Think about it: Scientology's got every A-list Hollywood star you can think of; even Satanism managed to land a few rock stars to bolster its credibility. You don't see Zoroastrians hollering tumor-motivated nonsense at me until I give enough change or solemn nods for them to stop. Say what you will about these religions: at least they know who to turn away. Why is it that any time I'm forced to walk past a shit-smelling lunatic with a divot in his skull, two wandering eyes and a burning drive to tell me about a deity, nine times out of ten it's about Jesus? What sort of campaign are you people running where you think it's a good idea to have shitheads like this on the frontlines?

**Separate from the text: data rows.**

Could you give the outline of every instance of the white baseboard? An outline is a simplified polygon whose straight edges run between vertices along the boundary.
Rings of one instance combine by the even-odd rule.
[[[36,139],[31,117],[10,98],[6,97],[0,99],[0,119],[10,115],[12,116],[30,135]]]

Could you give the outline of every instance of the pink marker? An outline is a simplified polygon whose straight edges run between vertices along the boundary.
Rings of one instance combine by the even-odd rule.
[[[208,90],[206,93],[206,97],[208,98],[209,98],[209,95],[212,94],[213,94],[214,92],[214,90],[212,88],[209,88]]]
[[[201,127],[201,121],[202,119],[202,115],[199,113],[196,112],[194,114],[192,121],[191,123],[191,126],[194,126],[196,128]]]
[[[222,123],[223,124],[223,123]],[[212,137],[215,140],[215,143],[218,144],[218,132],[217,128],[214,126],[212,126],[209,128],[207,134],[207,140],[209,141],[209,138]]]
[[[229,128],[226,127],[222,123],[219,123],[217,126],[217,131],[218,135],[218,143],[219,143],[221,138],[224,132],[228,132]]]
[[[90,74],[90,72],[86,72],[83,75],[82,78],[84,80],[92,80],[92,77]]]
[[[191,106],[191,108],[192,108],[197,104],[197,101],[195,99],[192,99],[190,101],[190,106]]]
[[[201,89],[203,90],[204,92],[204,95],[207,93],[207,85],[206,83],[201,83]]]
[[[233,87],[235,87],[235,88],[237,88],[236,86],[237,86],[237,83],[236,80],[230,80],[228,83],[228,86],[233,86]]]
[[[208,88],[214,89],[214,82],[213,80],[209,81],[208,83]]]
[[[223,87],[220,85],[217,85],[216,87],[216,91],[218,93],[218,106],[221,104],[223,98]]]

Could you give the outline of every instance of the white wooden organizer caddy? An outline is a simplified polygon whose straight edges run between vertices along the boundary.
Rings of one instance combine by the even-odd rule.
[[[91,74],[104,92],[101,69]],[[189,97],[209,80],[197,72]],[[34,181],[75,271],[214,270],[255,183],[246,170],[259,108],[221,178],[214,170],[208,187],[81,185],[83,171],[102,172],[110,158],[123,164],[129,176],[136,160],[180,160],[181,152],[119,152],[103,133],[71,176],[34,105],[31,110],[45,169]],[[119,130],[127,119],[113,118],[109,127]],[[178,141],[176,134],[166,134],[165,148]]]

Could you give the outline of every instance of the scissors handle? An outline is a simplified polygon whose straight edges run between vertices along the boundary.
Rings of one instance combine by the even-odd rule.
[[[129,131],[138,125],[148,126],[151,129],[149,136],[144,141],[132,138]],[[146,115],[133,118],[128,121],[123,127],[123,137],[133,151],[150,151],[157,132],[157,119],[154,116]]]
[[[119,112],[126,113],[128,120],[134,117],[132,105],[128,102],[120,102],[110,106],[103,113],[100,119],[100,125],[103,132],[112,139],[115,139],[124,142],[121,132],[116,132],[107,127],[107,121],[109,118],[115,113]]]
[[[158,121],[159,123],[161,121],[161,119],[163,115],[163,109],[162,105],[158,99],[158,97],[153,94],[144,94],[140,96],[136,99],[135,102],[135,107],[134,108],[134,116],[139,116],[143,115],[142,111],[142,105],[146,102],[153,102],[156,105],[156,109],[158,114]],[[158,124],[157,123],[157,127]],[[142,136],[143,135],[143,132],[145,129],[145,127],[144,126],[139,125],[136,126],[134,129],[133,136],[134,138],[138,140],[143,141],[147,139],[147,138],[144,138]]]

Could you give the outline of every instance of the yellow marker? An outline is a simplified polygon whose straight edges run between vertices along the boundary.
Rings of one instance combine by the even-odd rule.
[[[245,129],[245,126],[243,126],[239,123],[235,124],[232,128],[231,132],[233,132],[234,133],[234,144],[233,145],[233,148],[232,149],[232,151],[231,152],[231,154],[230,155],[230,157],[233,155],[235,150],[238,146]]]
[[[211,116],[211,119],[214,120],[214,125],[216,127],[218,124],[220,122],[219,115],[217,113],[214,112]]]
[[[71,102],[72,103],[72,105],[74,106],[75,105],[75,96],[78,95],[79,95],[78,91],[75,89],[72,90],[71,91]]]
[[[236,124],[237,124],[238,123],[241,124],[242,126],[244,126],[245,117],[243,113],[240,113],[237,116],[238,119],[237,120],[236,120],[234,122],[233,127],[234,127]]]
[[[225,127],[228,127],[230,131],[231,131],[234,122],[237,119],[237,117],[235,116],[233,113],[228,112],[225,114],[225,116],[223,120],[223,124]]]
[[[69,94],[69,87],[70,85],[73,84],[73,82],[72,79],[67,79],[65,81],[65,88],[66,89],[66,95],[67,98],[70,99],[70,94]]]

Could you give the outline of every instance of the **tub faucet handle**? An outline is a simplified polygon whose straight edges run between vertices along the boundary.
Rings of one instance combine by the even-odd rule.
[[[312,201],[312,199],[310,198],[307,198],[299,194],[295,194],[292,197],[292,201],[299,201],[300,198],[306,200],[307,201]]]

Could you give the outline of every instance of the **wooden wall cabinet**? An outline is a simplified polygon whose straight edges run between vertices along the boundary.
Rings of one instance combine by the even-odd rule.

Kirk Cameron, Christians. Kirk Cameron. He's a pretty famous Christian. He's relatively good-looking. I'm sure he cleans up nice. And he strikes me as polite and generally well-spoken. Put his dumb ass on the fucking subway if you're that hard up for followers. I can deal with a suit-and-tied Kirk Cameron spouting Jesus-fueled nonsense at me and trying to hand me pamphlets. Motherfucker was on Growing Pains, I'll give him the benefit of the doubt. Keep the cleft-lipped illiterate bottom feeders making breadsticks in the kitchen for the next fundraising dinner.
It's not rocket science, Christians — if you're that desperate for my business, put your best foot forward. Put the gimpy, gangrenous foot that smells like poop under a blanket. That's called MARKETING.